Aunque resentida por aquellos celos que le impedían hasta sus distracciones más inocentes, Kiti estaba dispuesta a renunciar a todo para calmar a su marido.

—Trata de comprender lo ridículo de mi situación; ese joven es mi huésped, y fuera de su necia galantería y de la costumbre de sentarse sobre una pierna, nada tengo que decir de él, pues cree seguramente que es de buen tono lo que hace. En consecuencia, le debo tratar con cortesía, y…

—Pero, Kostia, tú exageras las cosas —interrumpió Kiti, orgullosa en el fondo del corazón al verse tan apasionadamente amada.

—Y cuando tú eres para mí objeto de un culto, siendo tan felices los dos, ese miserable tendría derecho… Tal vez no sea un miserable, pero ¿por qué ha de estar nuestra dicha a merced suya?

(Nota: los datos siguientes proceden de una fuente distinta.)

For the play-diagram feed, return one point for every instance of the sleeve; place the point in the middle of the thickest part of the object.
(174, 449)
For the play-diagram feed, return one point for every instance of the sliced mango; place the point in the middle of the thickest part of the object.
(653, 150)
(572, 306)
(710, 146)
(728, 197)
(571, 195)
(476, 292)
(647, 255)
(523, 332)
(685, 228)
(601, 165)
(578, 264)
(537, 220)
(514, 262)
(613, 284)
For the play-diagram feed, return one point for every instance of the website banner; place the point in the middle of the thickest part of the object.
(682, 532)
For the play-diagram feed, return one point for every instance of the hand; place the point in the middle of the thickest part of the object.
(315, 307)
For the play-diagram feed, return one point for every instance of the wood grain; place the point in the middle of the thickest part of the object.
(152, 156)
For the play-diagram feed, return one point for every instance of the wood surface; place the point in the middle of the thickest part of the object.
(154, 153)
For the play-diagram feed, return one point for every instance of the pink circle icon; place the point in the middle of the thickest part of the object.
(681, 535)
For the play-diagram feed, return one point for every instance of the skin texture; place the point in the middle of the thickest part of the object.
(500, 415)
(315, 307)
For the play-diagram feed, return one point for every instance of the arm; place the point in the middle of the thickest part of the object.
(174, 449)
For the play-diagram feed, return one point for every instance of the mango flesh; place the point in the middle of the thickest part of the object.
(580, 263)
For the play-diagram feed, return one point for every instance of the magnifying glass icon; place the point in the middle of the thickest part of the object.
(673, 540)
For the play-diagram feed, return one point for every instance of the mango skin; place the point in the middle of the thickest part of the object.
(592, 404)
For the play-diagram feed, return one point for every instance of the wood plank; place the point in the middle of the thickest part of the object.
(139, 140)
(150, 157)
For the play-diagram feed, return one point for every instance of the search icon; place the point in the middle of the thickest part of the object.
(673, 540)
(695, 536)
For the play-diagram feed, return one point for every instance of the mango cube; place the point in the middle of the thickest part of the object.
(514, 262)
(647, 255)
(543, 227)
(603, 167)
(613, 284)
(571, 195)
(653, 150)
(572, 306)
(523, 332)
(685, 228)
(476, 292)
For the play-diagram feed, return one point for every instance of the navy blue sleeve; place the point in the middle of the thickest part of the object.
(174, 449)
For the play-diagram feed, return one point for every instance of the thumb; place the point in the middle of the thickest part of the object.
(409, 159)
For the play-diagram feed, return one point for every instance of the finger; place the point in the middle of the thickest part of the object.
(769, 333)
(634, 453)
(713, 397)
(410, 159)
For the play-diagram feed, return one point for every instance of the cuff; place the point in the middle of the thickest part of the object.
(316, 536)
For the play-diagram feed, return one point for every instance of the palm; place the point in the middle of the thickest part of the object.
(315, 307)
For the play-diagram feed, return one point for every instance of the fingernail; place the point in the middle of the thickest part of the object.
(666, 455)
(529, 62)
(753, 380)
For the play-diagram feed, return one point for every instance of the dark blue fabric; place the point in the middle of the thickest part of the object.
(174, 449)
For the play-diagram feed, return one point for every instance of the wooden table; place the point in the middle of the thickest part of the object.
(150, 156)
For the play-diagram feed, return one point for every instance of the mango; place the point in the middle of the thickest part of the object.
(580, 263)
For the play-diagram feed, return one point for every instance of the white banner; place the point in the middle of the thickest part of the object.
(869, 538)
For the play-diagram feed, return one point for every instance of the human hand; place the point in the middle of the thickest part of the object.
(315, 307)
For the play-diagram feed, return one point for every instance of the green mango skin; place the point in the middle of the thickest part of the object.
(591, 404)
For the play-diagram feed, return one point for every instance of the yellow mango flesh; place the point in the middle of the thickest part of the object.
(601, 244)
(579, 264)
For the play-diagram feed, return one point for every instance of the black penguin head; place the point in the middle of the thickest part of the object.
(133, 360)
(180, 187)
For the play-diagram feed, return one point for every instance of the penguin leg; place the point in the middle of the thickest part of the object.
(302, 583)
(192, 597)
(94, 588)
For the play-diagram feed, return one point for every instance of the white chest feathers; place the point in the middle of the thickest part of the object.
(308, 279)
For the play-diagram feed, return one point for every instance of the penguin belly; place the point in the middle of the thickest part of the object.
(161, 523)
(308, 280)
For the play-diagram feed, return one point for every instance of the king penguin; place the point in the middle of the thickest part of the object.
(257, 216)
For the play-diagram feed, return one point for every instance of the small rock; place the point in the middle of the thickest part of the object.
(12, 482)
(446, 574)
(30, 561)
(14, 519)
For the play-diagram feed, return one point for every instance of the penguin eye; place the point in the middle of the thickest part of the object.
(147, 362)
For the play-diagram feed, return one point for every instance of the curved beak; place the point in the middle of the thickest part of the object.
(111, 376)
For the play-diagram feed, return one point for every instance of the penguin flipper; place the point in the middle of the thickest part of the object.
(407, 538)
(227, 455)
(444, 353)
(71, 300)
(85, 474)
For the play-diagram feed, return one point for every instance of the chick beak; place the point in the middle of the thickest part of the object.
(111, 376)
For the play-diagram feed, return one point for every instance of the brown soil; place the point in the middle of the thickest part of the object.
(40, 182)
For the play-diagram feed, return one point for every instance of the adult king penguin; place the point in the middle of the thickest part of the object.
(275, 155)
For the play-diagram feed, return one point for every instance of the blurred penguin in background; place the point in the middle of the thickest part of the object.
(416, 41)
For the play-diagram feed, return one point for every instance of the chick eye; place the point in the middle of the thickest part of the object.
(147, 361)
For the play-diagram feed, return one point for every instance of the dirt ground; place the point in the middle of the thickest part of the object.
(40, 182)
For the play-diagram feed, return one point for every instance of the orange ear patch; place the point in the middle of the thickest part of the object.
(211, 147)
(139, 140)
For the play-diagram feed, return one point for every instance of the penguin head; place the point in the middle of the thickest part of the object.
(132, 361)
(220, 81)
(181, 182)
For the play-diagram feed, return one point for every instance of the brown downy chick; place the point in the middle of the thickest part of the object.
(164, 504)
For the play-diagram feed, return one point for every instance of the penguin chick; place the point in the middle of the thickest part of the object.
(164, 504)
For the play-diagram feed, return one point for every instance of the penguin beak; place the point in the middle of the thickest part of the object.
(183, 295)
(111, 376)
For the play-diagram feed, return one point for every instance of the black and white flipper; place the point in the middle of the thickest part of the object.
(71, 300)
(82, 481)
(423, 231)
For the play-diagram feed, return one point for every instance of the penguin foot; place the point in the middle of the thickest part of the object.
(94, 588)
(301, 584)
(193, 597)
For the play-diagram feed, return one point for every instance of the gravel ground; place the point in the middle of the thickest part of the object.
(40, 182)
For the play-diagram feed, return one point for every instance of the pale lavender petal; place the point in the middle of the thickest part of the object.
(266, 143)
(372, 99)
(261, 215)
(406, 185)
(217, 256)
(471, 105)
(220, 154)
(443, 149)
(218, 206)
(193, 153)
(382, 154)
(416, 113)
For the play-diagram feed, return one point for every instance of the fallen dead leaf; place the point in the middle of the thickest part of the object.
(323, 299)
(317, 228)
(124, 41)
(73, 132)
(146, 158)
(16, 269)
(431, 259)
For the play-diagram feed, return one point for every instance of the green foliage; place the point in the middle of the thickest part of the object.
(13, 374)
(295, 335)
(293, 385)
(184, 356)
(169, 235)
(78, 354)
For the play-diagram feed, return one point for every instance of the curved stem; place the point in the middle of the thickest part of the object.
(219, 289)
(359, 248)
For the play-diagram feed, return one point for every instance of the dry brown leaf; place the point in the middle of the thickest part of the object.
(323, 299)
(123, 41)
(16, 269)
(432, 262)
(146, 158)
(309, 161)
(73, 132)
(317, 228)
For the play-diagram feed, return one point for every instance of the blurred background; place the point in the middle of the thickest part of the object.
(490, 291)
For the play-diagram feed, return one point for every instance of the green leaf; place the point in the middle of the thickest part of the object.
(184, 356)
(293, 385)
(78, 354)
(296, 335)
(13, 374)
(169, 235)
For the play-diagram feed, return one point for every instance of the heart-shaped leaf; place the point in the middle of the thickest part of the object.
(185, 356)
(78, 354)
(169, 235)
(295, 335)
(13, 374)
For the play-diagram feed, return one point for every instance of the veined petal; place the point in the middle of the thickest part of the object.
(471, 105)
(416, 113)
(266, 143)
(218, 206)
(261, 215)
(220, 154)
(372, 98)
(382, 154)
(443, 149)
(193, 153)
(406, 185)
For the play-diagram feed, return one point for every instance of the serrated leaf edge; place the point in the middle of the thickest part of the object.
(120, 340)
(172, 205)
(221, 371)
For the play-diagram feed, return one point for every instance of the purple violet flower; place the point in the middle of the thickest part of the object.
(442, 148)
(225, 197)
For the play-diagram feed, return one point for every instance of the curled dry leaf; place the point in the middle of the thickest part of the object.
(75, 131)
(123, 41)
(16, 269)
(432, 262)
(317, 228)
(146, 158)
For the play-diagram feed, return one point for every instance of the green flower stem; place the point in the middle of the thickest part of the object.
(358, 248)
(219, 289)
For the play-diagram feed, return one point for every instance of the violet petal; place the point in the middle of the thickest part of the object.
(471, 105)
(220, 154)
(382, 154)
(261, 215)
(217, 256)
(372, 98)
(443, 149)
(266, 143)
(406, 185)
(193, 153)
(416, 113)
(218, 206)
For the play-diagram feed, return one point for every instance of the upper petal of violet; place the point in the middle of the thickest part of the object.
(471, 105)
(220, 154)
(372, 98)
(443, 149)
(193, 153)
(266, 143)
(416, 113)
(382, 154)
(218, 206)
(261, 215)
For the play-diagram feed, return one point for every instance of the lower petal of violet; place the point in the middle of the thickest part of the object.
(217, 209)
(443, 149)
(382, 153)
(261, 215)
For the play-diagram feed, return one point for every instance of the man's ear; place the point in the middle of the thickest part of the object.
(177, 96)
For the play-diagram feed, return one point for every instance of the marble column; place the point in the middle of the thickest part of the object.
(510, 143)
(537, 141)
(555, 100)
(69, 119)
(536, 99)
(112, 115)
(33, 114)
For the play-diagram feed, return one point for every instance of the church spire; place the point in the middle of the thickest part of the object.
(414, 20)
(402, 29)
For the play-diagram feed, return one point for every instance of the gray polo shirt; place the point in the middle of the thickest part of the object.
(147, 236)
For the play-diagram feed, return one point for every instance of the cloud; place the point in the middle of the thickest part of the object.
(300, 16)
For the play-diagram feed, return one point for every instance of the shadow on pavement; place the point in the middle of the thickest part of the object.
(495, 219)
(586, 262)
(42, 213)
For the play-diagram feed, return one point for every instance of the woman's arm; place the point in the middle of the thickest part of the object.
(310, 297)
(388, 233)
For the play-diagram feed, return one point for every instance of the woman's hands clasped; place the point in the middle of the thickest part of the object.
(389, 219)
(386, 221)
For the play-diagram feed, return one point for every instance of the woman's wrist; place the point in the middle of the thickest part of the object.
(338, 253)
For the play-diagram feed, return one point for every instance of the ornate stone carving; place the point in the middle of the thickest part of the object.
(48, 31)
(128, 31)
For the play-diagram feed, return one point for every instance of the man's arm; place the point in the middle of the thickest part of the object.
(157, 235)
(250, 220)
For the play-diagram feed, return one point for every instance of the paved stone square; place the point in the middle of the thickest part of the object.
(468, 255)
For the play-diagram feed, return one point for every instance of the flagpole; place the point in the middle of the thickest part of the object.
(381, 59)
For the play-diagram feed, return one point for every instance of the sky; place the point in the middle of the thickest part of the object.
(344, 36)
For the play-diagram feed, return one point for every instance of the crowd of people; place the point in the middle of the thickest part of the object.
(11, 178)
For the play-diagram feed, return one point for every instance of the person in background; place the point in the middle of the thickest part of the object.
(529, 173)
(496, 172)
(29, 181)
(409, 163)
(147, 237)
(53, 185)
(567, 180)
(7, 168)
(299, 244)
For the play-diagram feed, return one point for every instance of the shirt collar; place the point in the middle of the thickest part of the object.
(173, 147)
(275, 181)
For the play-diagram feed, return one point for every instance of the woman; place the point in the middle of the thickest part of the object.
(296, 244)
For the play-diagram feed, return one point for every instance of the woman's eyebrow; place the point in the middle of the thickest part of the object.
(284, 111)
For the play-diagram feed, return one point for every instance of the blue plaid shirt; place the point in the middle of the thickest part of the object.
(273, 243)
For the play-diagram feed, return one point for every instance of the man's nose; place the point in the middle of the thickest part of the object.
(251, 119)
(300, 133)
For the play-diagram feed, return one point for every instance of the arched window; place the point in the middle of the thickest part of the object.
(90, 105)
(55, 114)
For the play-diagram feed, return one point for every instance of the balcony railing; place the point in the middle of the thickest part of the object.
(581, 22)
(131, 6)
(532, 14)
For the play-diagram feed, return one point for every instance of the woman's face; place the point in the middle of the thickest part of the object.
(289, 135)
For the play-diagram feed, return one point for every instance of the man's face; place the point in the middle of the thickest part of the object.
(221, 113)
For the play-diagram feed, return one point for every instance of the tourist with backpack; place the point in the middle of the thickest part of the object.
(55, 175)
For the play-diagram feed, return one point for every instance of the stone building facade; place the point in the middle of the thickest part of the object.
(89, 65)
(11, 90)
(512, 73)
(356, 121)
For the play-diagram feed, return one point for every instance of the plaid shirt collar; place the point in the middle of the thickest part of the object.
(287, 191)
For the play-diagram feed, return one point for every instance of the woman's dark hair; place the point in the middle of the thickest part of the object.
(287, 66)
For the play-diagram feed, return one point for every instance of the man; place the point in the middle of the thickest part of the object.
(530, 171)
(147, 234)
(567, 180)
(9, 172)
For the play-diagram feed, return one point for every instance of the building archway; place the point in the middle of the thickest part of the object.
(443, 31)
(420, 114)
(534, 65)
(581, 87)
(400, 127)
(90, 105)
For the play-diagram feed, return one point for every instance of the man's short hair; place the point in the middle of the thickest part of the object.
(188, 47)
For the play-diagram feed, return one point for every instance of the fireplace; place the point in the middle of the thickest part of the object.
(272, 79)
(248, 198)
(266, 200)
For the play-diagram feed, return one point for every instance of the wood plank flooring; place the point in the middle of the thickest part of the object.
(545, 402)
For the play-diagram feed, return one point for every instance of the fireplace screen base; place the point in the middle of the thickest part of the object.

—Escucha, Kostia: me parece que ya sé lo que te ha enojado.

—¿El qué? —preguntó Lievin con cierta turbación.

—Tú nos observabas durante la cena.

—Sí, sí —dijo Lievin, asustado.

Y le refirió la conversación misteriosa de que tanto había sospechado.

Levin se quedó callado, luego observó el rostro pálido de su esposa y se llevó las manos a la cabeza.

—¡Katia! Te hago sufrir inútilmente. Perdóname, mi amor. ¡Esto es una locura! Katia, todo eso es culpa mía; ¿cómo he podido atormentarme así por una estupidez?

—No importa, tú sí que me das lastima.

—¿Yo? ¿Yo? ¿Quién soy? Soy un pobre loco… ¿Pero tú, por qué tienes que sufrir? Qué terrible me resulta pensar que cualquier extraño puede destruir nuestra felicidad.

—Efectivamente. Eso es lo que me ofende…

—Tienes razón, ahora voy a colmar de atenciones a ese joven, y que se quede aquí a pasar el verano —dijo Levin, besando la mano de su esposa. —Ya verás… ¡Y mañana, a cazar!